Bueno, ningún adulto excepto mis tíos. Ellos siempre estuvieron dispuestos a escuchar mis historias, aunque mi madre generalmente me interrumpía o me lanzaba una mirada de dagas para callarme. Mi tío me animaba a que siguiera hablando. Me ponía atención y lo sabía, porque me hacía preguntas, se sorprendía, reía. Nunca hubo un “shh” o un “salte a jugar” o “cállate, Alejandro”. De hecho, para ellos, siempre he sido “Ale”. Estoy a punto de cumplir 44 años y sigo siendo “Ale”. Son de los contados que pueden llamarme así.
Con la adolescencia, dejé de salir con mis padres y hermanos y, por ende, casi no veía a mis tíos. Eventualmente, aparecí en alguna fiesta, algún cumpleaños. Mi tío me hacía preguntas, se interesaba en mi vida “¡Gigante!”, decía, cuando me veía entrar por la puerta y se daba cuenta de que había estirado otros 10 centímetros. Me abrazaba. Me invitaba a pasar, a sentarme, me ofrecía agua, refresco. O algo de comer ¿Se han puesto a pensar en lo que implica que alguien te abra las puertas de su casa con gusto? ¿Que te vean con alegría? ¿Que quieran escucharte? Son tesoros, para mí. Son joyas, escasas. Momentos preciosos, cuando son sinceros. Y no hay amor más sincero que el de Mayo y Juan hacia mí y el mío hacia mis tíos y primos. En mis momentos más terribles, en mis días más llenos de egoísmo y mala leche, ellos me daban los brazos de la misma manera, sin cuestionar por qué ya no iba, interesados en el nuevo empleo, la mudanza, la novia. Asuntos de la vida diaria por los que nadie más me preguntaba. Si ha habido alguien que me mantuvo, aunque sea con un hilo, amarrado a la realidad, esos son Juan y Mayo.

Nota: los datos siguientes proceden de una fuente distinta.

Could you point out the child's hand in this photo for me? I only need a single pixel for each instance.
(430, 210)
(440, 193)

“¡Gigante!”, me dijo en marzo, cuando yo creía que el virus solo podría ser ligeramente peor que la influenza y que para junio, todo estaría bien. Había llevado a Ximena, mi sobrina, a que conociera a sus tíos, pues tenían años de no verla. Hizo clic de inmediato, seguramente porque reconoció la bondad de sus corazones, que es la misma que tiene ella. Veo mucho de mi tía Mayo en Ximena: amor inconmensurable y sin condiciones.
Cómo quisiera ver lo mismo en mí.
¡Gigante! Cuéntame qué haces. Media hora de hablar de un festival de cine de terror, de páginas, de noticias. Quisiera haberle contado de los podcasts. De mi búsqueda por ser mejor persona. De lo tanto que lo quiero, pero las palabras no me salen, no pueden, porque esa barrera entre mis emociones y el mundo exterior sigue ahí. Más débil, pero sigue existiendo. Abrazarlo más, darle las gracias por siempre abrirme su casa, por escuchar mis disparates. Porque, para mí, a pesar de que yo le sacaba 15 centímetros, 20 tal vez, él era el gigante, por su infinita capacidad de amor hacia un sobrino al que casi jamás veía.
Mi tío Juan murió hoy. Covid. Es la tercera persona que pierdo. No puedo salir corriendo a abrazar a mi tía, que también está contagiada. No puedo salir a ver a mis primos. Tengo que quedarme aquí, encerrado, aparentemente esperando un contagio inevitable a meses de que me toque una vacuna. Y es por eso que, con tanta facilidad, saco personas irresponsables de mi vida, sin importar lo cercano del parentesco que tengan conmigo, si se arriesgan sin necesidad a contagiarse.
Gracias, tío. Te quiero mucho. Si sobrevivo, te prometo visitar muy seguido a mi tía.